Performance efficiency. Parallel summary stage uses Map state with MaxConcurrency set to a sane cap (e.g. 10) to stay under Bedrock TPS limits.

Cost optimization. For agents that don't need Claude Sonnet, drop to Haiku — savings stack across the workflow. Cache the search-agent results in DynamoDB with a TTL.
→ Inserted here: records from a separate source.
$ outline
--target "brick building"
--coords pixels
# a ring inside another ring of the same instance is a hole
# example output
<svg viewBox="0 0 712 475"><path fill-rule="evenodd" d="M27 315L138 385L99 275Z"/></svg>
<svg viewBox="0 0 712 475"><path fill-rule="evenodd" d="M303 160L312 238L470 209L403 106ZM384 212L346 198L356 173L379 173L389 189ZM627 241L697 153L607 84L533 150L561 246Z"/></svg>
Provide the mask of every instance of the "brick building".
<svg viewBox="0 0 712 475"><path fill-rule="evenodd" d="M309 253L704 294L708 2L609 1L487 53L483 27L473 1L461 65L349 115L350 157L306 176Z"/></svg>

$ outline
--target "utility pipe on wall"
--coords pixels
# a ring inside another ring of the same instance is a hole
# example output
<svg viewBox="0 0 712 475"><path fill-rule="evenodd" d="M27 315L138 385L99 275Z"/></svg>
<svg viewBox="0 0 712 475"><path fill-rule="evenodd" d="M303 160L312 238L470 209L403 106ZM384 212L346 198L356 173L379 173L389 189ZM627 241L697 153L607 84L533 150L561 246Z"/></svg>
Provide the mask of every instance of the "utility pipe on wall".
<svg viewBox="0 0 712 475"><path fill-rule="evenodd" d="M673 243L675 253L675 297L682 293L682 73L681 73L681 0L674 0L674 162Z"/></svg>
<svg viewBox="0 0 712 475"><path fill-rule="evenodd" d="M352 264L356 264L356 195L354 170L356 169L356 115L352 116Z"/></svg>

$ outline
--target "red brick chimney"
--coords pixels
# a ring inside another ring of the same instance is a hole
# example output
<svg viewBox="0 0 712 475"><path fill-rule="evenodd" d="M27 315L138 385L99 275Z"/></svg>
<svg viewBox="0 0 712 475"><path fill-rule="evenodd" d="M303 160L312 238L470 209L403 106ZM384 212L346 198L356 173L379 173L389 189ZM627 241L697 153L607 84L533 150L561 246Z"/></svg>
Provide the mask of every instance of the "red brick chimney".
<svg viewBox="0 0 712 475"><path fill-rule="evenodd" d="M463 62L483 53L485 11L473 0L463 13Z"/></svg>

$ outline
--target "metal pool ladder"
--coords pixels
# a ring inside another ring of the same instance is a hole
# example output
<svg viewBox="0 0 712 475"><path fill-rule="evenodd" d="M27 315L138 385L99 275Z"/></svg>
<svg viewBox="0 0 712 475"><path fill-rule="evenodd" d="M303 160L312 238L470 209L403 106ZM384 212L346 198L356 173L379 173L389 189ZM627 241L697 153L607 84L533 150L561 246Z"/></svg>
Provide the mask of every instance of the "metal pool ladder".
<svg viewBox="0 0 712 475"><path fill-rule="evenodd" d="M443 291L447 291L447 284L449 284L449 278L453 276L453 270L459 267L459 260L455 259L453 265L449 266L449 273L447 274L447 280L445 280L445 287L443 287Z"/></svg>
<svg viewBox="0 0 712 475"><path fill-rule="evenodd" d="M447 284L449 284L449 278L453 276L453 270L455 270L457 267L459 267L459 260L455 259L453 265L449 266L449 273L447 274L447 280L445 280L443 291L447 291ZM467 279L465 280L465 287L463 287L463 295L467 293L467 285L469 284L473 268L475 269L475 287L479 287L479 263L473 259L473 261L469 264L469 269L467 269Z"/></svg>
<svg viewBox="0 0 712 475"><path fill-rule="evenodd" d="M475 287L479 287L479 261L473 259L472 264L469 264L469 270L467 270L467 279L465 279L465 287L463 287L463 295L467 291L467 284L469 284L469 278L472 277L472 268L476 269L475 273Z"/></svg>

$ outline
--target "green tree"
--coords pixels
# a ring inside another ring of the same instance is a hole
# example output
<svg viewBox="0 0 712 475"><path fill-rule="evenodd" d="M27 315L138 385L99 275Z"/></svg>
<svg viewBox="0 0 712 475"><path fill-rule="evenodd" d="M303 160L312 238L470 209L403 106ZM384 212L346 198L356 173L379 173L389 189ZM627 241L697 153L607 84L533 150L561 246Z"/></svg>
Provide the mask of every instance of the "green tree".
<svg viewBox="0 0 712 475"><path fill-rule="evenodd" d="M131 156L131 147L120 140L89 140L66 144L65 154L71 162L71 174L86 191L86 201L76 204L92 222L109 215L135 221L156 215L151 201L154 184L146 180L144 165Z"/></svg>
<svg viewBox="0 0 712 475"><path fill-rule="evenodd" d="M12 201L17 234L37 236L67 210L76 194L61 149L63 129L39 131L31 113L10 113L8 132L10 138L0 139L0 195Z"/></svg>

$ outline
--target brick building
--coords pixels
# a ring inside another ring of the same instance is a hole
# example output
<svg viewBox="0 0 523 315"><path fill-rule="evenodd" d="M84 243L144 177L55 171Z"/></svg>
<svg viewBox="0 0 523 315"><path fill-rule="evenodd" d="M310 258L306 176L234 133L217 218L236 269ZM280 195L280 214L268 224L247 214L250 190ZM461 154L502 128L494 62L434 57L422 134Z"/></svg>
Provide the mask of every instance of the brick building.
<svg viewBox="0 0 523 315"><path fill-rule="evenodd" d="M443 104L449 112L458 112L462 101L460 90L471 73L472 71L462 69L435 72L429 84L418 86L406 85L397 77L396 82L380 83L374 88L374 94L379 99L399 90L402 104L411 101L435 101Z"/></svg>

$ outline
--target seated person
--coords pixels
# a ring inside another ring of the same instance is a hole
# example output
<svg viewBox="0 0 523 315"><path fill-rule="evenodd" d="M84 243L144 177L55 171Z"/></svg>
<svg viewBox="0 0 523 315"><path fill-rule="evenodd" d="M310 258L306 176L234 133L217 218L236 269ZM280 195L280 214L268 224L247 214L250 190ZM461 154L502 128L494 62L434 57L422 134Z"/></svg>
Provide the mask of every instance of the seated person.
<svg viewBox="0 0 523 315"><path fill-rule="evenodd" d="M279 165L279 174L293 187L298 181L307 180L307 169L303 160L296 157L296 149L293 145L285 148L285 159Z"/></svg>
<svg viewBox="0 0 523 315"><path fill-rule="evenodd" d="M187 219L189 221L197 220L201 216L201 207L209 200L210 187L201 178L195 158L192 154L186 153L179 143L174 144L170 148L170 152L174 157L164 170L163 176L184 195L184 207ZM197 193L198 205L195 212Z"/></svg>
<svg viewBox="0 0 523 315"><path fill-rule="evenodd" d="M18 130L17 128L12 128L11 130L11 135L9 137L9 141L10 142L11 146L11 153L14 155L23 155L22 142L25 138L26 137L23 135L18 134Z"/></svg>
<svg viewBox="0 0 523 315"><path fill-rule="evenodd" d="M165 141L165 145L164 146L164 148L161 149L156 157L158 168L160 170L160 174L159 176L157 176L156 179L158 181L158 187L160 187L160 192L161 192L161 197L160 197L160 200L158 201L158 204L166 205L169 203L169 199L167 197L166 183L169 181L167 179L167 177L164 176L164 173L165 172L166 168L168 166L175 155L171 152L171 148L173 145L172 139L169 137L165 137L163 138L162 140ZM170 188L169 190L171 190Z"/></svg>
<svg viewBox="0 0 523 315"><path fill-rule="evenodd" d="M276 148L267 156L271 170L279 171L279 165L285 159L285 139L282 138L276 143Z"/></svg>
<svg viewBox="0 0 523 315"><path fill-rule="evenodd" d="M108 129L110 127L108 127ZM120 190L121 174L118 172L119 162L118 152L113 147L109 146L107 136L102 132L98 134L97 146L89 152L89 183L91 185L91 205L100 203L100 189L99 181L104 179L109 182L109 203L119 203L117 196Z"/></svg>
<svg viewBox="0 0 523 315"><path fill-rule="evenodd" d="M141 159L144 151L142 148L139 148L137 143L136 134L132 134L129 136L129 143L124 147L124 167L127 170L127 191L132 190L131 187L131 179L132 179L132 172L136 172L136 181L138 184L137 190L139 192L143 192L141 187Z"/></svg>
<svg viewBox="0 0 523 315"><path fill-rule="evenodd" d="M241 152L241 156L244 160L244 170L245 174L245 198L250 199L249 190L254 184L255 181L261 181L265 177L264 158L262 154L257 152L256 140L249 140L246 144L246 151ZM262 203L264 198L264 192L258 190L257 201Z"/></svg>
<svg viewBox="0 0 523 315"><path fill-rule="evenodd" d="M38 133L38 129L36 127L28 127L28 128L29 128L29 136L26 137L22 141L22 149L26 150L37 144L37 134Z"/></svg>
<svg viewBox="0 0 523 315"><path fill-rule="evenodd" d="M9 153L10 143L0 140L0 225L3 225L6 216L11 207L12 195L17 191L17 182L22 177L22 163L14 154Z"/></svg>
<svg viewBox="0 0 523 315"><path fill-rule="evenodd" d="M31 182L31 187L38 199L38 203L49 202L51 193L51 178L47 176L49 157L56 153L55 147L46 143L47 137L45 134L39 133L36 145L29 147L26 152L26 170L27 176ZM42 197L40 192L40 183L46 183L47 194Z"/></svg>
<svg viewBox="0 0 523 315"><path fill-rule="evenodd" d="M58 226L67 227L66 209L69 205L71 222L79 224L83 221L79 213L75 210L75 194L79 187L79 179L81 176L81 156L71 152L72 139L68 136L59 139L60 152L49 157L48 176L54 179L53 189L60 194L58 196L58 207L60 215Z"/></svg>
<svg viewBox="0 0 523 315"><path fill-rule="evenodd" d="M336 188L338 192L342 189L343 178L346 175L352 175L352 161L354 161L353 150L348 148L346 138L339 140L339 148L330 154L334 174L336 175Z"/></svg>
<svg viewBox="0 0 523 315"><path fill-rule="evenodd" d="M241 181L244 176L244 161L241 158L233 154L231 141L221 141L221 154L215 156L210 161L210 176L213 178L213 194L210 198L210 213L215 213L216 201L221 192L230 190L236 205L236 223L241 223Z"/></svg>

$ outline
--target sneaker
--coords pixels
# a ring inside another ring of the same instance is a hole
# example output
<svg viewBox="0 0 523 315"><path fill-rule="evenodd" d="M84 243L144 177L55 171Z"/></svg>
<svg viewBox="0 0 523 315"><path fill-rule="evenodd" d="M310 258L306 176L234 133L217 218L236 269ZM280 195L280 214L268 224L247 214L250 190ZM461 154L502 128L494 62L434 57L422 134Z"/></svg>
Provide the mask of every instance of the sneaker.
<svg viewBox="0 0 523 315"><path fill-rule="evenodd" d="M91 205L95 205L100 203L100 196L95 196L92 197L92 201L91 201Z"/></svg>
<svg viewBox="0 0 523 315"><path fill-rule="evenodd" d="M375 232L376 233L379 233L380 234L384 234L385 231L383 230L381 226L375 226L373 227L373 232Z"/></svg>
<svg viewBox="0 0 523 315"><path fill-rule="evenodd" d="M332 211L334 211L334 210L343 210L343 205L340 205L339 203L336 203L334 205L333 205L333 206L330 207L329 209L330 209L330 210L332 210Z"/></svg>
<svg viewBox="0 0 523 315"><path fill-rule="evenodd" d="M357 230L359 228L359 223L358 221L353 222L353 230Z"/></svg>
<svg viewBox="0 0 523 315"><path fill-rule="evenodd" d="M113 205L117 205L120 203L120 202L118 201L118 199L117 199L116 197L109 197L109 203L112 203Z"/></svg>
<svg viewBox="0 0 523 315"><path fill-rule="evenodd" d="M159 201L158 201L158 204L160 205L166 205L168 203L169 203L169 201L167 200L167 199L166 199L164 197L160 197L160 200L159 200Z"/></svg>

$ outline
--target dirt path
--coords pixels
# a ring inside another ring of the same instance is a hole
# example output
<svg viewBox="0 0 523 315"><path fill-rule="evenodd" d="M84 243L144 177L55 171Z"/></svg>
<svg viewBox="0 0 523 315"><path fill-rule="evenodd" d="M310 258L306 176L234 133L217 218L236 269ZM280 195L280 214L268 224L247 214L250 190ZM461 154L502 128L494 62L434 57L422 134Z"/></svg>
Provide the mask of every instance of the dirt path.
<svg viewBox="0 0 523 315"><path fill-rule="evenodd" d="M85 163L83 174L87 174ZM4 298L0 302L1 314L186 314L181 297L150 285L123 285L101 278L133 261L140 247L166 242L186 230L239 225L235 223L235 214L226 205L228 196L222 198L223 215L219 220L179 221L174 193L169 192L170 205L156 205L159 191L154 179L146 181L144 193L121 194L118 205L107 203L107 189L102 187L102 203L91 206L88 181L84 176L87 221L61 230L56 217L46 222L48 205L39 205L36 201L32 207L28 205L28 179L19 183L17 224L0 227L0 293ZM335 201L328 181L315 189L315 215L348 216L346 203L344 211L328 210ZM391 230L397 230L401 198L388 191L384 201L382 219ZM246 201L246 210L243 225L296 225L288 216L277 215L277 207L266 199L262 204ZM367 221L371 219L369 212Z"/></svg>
Sustainability. No idle compute — Step Functions and Lambda only run when invoked. Bedrock is multi-tenant on AWS's side.

Trade-offs

Use this when:

  • Workflow exceeds the 15-min Lambda cap or has human-in-the-loop gates.
  • You want each step's reasoning surfaced (Step Functions UI shows inputs/outputs per state).
  • Volume is hundreds to low-thousands of workflows per day.

Do NOT use this when:

  • Workflow is short (< 30 s) and stateless — call Bedrock directly from a single Lambda.
  • You need true sub-second latency on every step — Step Functions adds ~50–100 ms per state.
  • The pattern is fan-out only (no orchestration) — EventBridge + SQS is simpler. See arch 04.

Terraform skeleton

See terraform/ — creates the state machine, IAM, DynamoDB and S3. Agents are referenced by ID (you provision them separately or via the AWS console while iterating).